Virginia’s open container law and the penalties for drinking alcohol and possessing an open container of alcohol in a motor vehicle.

Virginia’s open container law generally prohibits drivers from consuming and possessing open containers of alcohol in motor vehicles. However, Virginia is one of a handful of states that don’t prohibit passengers from drinking alcohol or possessing open containers of alcohol in a vehicle. This article provides an overview of Virginia’s open container law and the possible penalties for a violation.

Consumption of Alcohol While Driving a Motor Vehicle

In Virginia, it’s unlawful for a driver to consume an alcoholic beverage while operating a motor vehicle on a public highway. The open container law doesn’t apply to passengers in a vehicle but having an opened alcoholic beverage in the passenger area may result in the driver being charged with drinking while driving. Virginia’s open container law creates a “rebuttable presumption” that the driver consumed alcohol if certain facts are present. This means that, unless the offender proves otherwise, the court will assume the driver consumed alcohol while driving a motor vehicle if:

  • an open container is in the passenger area of the motor vehicle
  • the alcoholic beverage has been partially removed from the open container, and
  • the driver shows signs associated with consuming alcohol.

An “open container” includes any “vessel” that contains an alcoholic beverage unless it’s in the original and sealed manufacturer’s container. For example, an opened but re-corked bottle of wine is considered an open container.

The “passenger area” of a motor vehicle is defined as the area designed for the driver and passengers of the vehicle to sit and any area within the driver’s reach, including an unlocked glove compartment. The “passenger area” doesn’t include:

  • the trunk of the vehicle
  • the area behind the last upright seat of the vehicle if there isn’t a trunk
  • the living area of a motor home, or
  • the passenger area of a motor vehicle that’s used primarily for the transportation of persons for compensation, including buses, taxicabs, and limousines.


A driver who consumes an alcoholic beverage while operating a motor vehicle is guilty of a Class 4 misdemeanor. The maximum fine is $250.

Laws Applicable to Passengers

While Virginia’s open container law doesn’t specifically apply to passengers, drinking alcohol as a passenger in a vehicle will often violate Virginia’s public drinking law. That law prohibits any person from drinking an alcoholic beverage in a public place. A public place is defined as an area permitting public access, including highways, streets, and lanes. Therefore, a passenger consuming alcohol in a vehicle that is located on a highway, street, or lane is in violation of the public drinking law.
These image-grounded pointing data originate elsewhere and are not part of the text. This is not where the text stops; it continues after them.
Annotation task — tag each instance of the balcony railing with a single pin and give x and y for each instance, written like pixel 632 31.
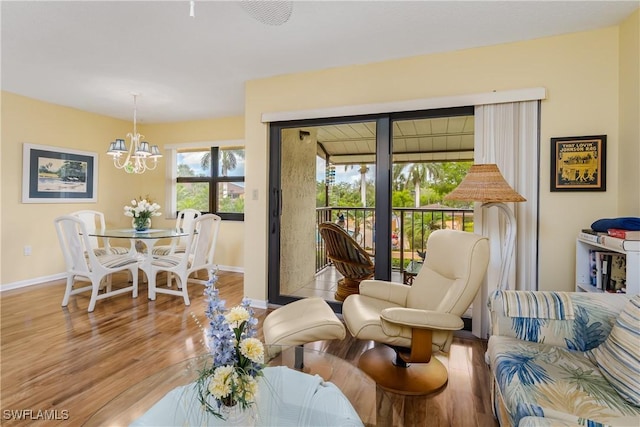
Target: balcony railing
pixel 409 231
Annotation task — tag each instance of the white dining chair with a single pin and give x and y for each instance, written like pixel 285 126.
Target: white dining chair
pixel 198 255
pixel 184 221
pixel 82 264
pixel 95 220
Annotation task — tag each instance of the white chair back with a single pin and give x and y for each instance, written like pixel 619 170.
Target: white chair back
pixel 185 221
pixel 74 242
pixel 204 243
pixel 82 262
pixel 93 220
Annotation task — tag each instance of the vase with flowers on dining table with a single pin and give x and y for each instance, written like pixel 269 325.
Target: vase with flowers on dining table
pixel 228 387
pixel 141 211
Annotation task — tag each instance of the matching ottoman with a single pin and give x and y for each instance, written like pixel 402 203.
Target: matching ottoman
pixel 301 322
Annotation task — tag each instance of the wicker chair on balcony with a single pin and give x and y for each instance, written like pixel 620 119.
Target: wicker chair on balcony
pixel 349 258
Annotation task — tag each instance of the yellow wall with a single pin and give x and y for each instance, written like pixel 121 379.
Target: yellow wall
pixel 35 122
pixel 590 77
pixel 579 71
pixel 28 120
pixel 629 155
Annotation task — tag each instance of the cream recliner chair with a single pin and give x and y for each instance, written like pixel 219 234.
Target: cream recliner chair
pixel 414 321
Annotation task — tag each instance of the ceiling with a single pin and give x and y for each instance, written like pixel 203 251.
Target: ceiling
pixel 417 140
pixel 92 55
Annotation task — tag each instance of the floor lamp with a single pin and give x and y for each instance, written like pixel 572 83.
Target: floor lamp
pixel 485 183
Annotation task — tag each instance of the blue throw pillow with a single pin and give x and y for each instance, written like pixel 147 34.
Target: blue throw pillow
pixel 623 223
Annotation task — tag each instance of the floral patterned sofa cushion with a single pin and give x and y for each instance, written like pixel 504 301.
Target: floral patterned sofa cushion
pixel 537 354
pixel 618 357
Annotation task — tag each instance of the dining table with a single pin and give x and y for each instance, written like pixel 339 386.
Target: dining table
pixel 148 238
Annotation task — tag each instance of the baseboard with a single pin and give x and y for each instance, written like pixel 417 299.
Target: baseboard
pixel 467 323
pixel 31 282
pixel 60 276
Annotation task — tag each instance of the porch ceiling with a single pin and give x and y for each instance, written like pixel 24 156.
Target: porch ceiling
pixel 422 140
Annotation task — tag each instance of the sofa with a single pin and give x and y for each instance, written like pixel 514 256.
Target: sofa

Violation of the public drinking law constitutes a Class 4 misdemeanor. The maximum fine is $250.

Consuming alcohol and possessing open containers of alcohol as a passenger may also violate local ordinances. Some cities and counties in Virginia have ordinances prohibiting passengers from possessing open containers of alcohol on public streets, roads, and highways. For example, the city of Charlottesville prohibits possession of open containers of alcohol on any public street. And Chesterfield County prohibits opened alcoholic beverages on any street, road, or highway located within the county. Violations of these ordinances constitute Class 4 misdemeanors and carry fines up to $250.